But the single most popular attraction of the 1912 season proved rather surprisingly to be an immense model of the resort itself, done in precise scale and measuring thirty by twenty-five feet. Located on a plaza of the third level and surrounded by roped pedestrian walks supplied with coin-operated telescopes, the model showed Coney Island in May of 1911, just before the fire that destroyed Dreamland. In brilliant detail it replicated the heart of Coney Island from Steeplechase Park to Dreamland, including Surf Avenue, Mermaid Avenue, the host of side streets with their saloons and music halls, their dance pavilions and hotels, their shooting galleries and souvenir shops, and the beach itself with its double-decked iron piers and its bathhouses, all populated by tiny automatons (the brass band played, the man in the straw boater shot the tin duck in the row of moving ducks, the girl on the roller coaster opened her mouth and rolled her eyes). The detail was so scrupulous that the model was said to duplicate every tie in every track of every roller coaster, every waxwork in the Eden Musée, including the pastework pearls of Jenny Lind, and every slat in every rocking chair on the porch of every hotel; and it was rumored that with the aid of a penny-in-the-slot telescope you could see not only the precise replication of every ornate machine in every penny arcade and the minuscule letters of every peepshow entertainment (Actors and Models, After the Bath, Bare in the Bear Skin, What the Book Agent Saw) but, through the elegantly duplicated peepshow viewer, the flickering, teasingly vague black-and-white pictures themselves. The highly popular model was the work of Otis Stilwell, a carver of carousel horses who as a hobby made lovingly detailed miniature merry-go-rounds, roller coasters, and fun-houses that he sold in a shop on Surf Avenue and who, along with the inventor Otto Danziker, was to prove one of the owner-manager’s closest advisers. The miniature Coney Island, which attracted amazed attention as a kind of wondrous toy, served a deeper purpose: by reducing the entire resort to a miniature within his amusement park, the manager was enhancing the size and power of his park, which became a gigantic and marvelous structure stretching away in every direction; at the same time he was inviting the admiring crowds to experience a subtle condescension toward all rival attractions, which were reduced to charming toys.

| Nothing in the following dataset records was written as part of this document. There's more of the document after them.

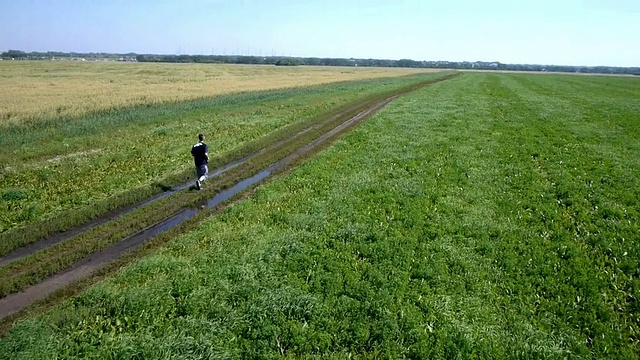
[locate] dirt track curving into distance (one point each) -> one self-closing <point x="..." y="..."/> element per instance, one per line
<point x="294" y="149"/>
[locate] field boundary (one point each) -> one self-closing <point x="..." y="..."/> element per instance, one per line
<point x="41" y="291"/>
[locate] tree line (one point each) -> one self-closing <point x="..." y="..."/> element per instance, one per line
<point x="315" y="61"/>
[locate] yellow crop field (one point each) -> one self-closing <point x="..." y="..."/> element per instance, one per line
<point x="42" y="89"/>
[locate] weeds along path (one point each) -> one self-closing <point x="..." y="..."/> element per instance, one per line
<point x="42" y="271"/>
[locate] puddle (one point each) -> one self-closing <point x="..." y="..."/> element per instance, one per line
<point x="18" y="301"/>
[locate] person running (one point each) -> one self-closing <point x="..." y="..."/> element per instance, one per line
<point x="200" y="153"/>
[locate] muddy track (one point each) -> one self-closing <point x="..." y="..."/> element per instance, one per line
<point x="57" y="238"/>
<point x="12" y="306"/>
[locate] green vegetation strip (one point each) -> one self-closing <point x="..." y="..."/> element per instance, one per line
<point x="35" y="268"/>
<point x="491" y="216"/>
<point x="236" y="126"/>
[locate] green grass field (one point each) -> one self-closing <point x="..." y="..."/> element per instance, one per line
<point x="489" y="216"/>
<point x="69" y="167"/>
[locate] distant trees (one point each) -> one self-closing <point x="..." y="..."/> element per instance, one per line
<point x="314" y="61"/>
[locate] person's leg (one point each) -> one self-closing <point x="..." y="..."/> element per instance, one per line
<point x="202" y="173"/>
<point x="198" y="175"/>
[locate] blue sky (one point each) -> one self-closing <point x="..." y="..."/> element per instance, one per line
<point x="571" y="32"/>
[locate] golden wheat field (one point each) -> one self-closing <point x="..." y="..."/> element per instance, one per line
<point x="42" y="89"/>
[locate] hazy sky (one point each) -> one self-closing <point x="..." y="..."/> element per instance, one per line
<point x="571" y="32"/>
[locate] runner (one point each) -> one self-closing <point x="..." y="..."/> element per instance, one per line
<point x="200" y="153"/>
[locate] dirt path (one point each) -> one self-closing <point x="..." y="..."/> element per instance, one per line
<point x="17" y="302"/>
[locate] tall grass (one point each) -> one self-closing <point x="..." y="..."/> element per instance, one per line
<point x="70" y="163"/>
<point x="489" y="216"/>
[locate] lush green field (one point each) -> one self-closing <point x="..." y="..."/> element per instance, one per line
<point x="490" y="216"/>
<point x="69" y="167"/>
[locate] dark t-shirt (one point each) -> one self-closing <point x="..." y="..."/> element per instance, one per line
<point x="198" y="150"/>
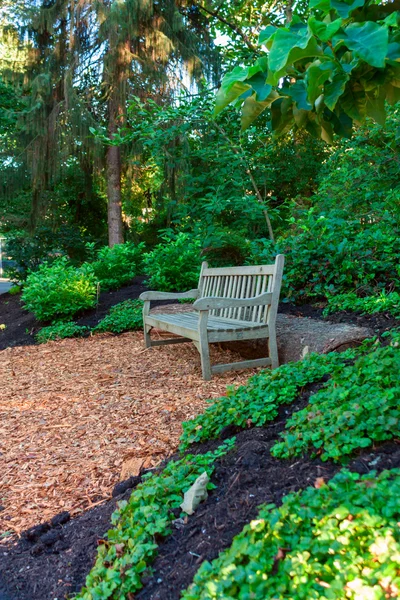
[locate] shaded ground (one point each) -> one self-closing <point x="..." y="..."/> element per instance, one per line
<point x="56" y="563"/>
<point x="72" y="411"/>
<point x="22" y="326"/>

Like other amusement-park entrepreneurs at the turn of the century, the owner-manager of Paradise Park was confronted by the problem of attracting a mass audience hungry for pleasure and excitement while excluding any threat to the supposed values of that audience, such as the prostitutes, gamblers, and gangsters who flourished on every Coney Island side street. By enclosing their parks and hiring enforcement squads, the entrepreneurs were able to exercise unprecedented control, but the astute manager noted a new problem: the new, safe pleasures of the enclosed parks threatened to make them too tame and predictable, to push them in the unfortunate direction of the genteel beer garden. This problem he solved brilliantly by hiring a troupe of eighteen hundred specially trained actors to imitate the rowdiness and vice whose exclusion had left a secret yearning. Hence the park included among its attractions a number of dark saloons, seedy roadhouses, and crooked alleys lined by dubious shops, in which customers could mingle with prostitutes, pickpockets, cutthroats, drunken sailors, pimps, con men, and gangland thugs, assured that the racy language, the shocking costumes, and the terrifying fights which periodically erupted were part of the show. Actresses playing the part of prostitutes were particularly admired by male and female visitors, who enjoyed seeing at close range the disturbing, thrilling streetwalkers with their invitation to forbidden pleasures that were strictly and safely imaginary. Patrons who themselves became rowdy or offensive were swiftly removed by the very efficient park police, who roamed the grounds in uniform or in disguise. Because the distinction was not always clear between an actor dressed like a sailor with a false tattoo on his forearm and a real sailor with a real tattoo, or an actress with rouged cheeks and brazen eyes strutting along the booth-lined alleys and a factory girl from Brooklyn wearing a new chinchilla coat and a straw hat with a willow plume, a certain heady confusion was experienced by the park’s patrons, who began to feel that they too were actors and actresses disguised as seamstresses, schoolteachers, department-store clerks, typists, and shopkeepers—roles that they no longer took as seriously as they did in that other world of work and tiredness.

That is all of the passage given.